Amid all of this, though, there needs to be time given to the truth of relationships, finding time amid all the turmoil to tell each other how much we care, how grateful we are for each other’s company, and how we hope to be reconciled at last. And finally, acknowledging the truth of parting and making our peace.

We may not fully achieve it. Life is not always tidy, and there are wounds we carry that can make it hard to find reconciliation. But it’s worth giving it a shot.

In a subsequent book after The Last Lecture, Jeff Zastrow told the story of Chesley B. Sullenberger III, the pilot who safely landed a crippled airline in the Hudson River in 2009. He recalled how a Holocaust survivor living along the river in New York City observed the whole scene and wrote to Sullenberger, applauding him for keeping a cool head and doing what he could to help the passengers survive. Jeff said the man told Sullenberger that we never know if one person someday may make the difference that will save the world. Who knows if someone on that plane might have been that person, he wrote? “So, thank you, for saving the world.”

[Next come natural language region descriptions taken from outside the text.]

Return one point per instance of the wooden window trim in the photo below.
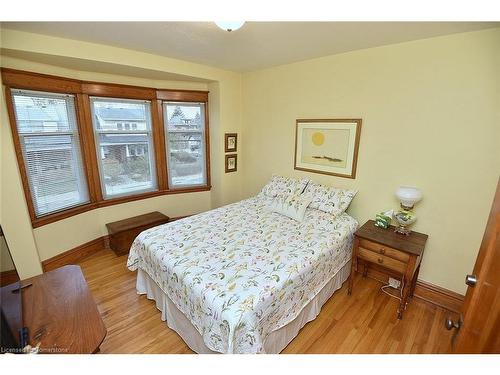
(82, 90)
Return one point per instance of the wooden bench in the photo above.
(122, 233)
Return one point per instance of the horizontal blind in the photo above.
(48, 134)
(124, 142)
(186, 148)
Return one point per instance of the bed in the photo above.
(240, 278)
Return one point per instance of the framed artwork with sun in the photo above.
(327, 146)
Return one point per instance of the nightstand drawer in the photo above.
(382, 260)
(384, 250)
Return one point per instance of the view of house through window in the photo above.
(185, 133)
(48, 135)
(124, 145)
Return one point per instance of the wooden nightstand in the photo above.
(392, 253)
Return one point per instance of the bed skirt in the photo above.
(273, 344)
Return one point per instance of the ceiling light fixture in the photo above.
(229, 25)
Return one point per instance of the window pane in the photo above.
(185, 124)
(116, 114)
(50, 146)
(125, 153)
(43, 113)
(125, 163)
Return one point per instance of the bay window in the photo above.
(82, 145)
(49, 140)
(185, 133)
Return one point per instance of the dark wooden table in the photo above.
(61, 314)
(390, 252)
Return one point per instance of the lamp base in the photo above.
(402, 230)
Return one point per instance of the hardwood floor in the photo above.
(362, 323)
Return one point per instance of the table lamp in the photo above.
(405, 217)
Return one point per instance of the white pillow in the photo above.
(280, 186)
(329, 199)
(294, 206)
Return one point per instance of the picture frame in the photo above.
(327, 146)
(231, 163)
(230, 142)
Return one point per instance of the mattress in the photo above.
(240, 272)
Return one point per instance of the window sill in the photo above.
(52, 218)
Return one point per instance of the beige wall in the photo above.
(70, 58)
(430, 111)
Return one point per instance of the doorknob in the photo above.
(450, 324)
(471, 280)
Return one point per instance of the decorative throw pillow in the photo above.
(294, 206)
(284, 186)
(329, 199)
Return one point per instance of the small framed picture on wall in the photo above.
(231, 163)
(230, 142)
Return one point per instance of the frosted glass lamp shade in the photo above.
(408, 196)
(229, 25)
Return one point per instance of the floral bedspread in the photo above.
(240, 272)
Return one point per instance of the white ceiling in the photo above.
(255, 46)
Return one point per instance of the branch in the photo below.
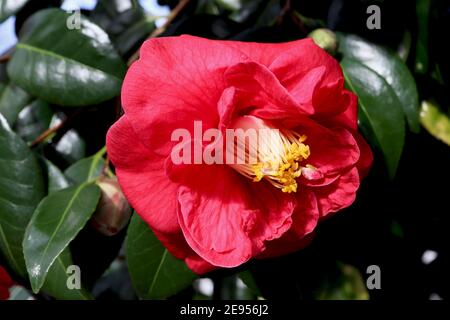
(158, 31)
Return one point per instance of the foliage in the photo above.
(60, 92)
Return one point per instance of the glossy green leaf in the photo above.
(155, 273)
(435, 121)
(33, 120)
(75, 67)
(390, 68)
(12, 100)
(86, 169)
(55, 223)
(125, 21)
(56, 281)
(10, 7)
(56, 180)
(21, 189)
(381, 118)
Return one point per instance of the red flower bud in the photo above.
(113, 211)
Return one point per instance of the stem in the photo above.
(44, 135)
(5, 58)
(158, 31)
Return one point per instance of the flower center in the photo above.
(279, 154)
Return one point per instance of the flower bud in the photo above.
(326, 39)
(113, 211)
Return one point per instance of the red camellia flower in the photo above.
(220, 214)
(5, 284)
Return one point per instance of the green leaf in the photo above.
(390, 68)
(380, 116)
(423, 14)
(346, 284)
(435, 121)
(126, 23)
(56, 179)
(71, 147)
(10, 7)
(154, 272)
(86, 169)
(55, 223)
(33, 120)
(76, 67)
(56, 280)
(249, 281)
(21, 189)
(12, 100)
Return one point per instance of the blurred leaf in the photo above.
(435, 121)
(71, 147)
(423, 13)
(86, 169)
(56, 179)
(247, 278)
(55, 223)
(348, 285)
(270, 14)
(57, 64)
(404, 47)
(10, 7)
(56, 281)
(155, 273)
(125, 21)
(388, 67)
(381, 119)
(12, 100)
(21, 189)
(34, 119)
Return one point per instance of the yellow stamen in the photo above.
(280, 154)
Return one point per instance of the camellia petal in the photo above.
(223, 214)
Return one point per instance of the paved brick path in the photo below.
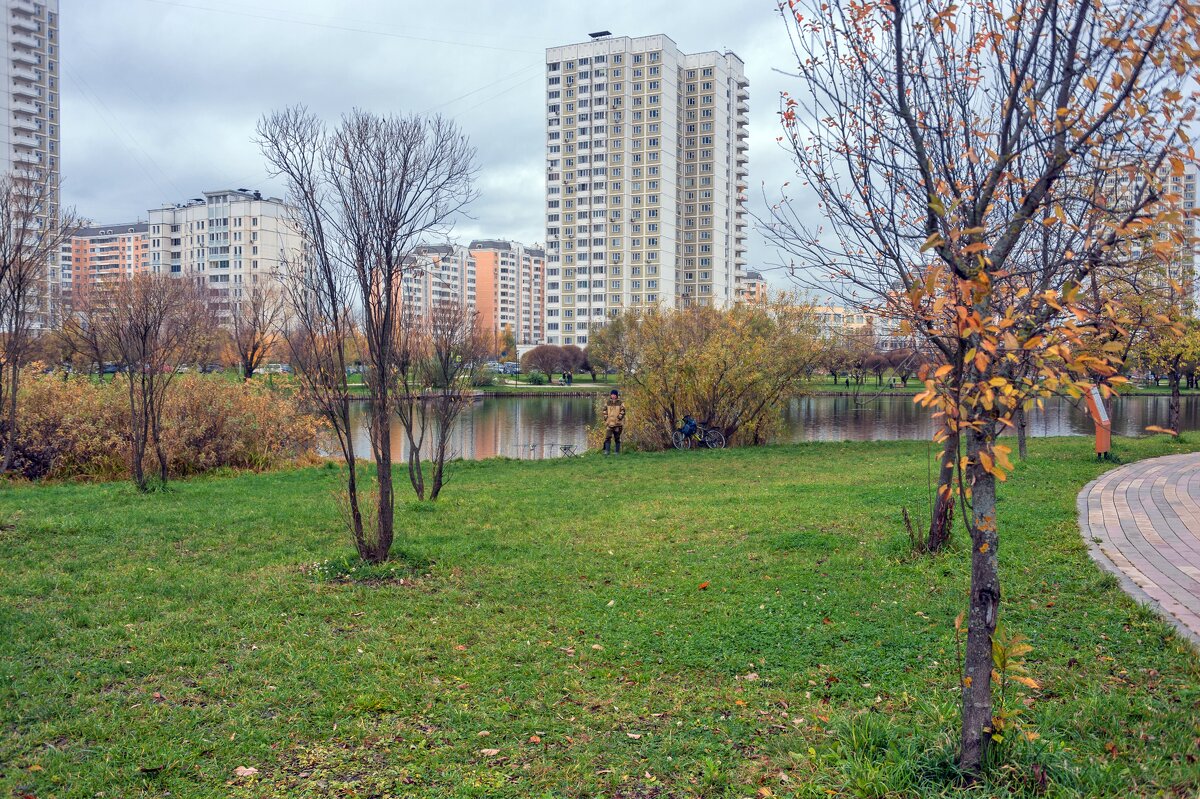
(1141, 522)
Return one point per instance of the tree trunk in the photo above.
(381, 442)
(941, 523)
(10, 445)
(155, 415)
(139, 432)
(1021, 432)
(352, 481)
(984, 605)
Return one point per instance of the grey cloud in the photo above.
(160, 97)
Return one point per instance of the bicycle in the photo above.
(695, 433)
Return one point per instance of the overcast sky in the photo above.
(160, 97)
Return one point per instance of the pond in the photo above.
(538, 427)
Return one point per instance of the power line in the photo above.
(475, 91)
(112, 121)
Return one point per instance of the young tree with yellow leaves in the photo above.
(954, 149)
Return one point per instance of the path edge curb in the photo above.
(1131, 588)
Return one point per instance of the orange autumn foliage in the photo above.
(77, 428)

Zastrow said in a TED talk on the Internet that the lesson he learned from Sullenberger’s feat was that we can’t know what’s going to happen, but whatever life gives us, “We’ve got to be honorable, be moral; we’ve got to work our hardest.”

And here’s the coda that adds another twist to this story. A little over a year ago, not long after his TED talk, Jeff Zastrow was on his way home from a book signing in northern Michigan when he died, much too young, in a car accident on icy roads.

None of us can know what life will give us, but we have the choice of deciding what we bring to life. We owe it to those we love to let them know that, and often. We owe it to ourselves and others not to duck our responsibilities, but to step up to them. If we at this congregation have done our job, we have given you who leave the world of high school and our Religious Education program a sense of what some of your duties are: to treat each person you meet as someone with inherent worth and dignity, to see yourselves as agents of justice, equity and compassion, to be accepting of others while holding to your own conscience.

I hope we have helped you understand your community as extending far beyond here to people of all places and in the end encompassing all life on Earth, the interdependent web of all existence of which we are a part.

You go with our blessings and our hopes, but we will always welcome you back with joy. And as you make your way in the world, if you find a Unitarian Universalist congregation in the community where you settle, you might want to check it out, and help us keep this great faith tradition vital and alive.

Let what you have found here in this community be a spark to your imagination that you, too, might find your place in the family of things.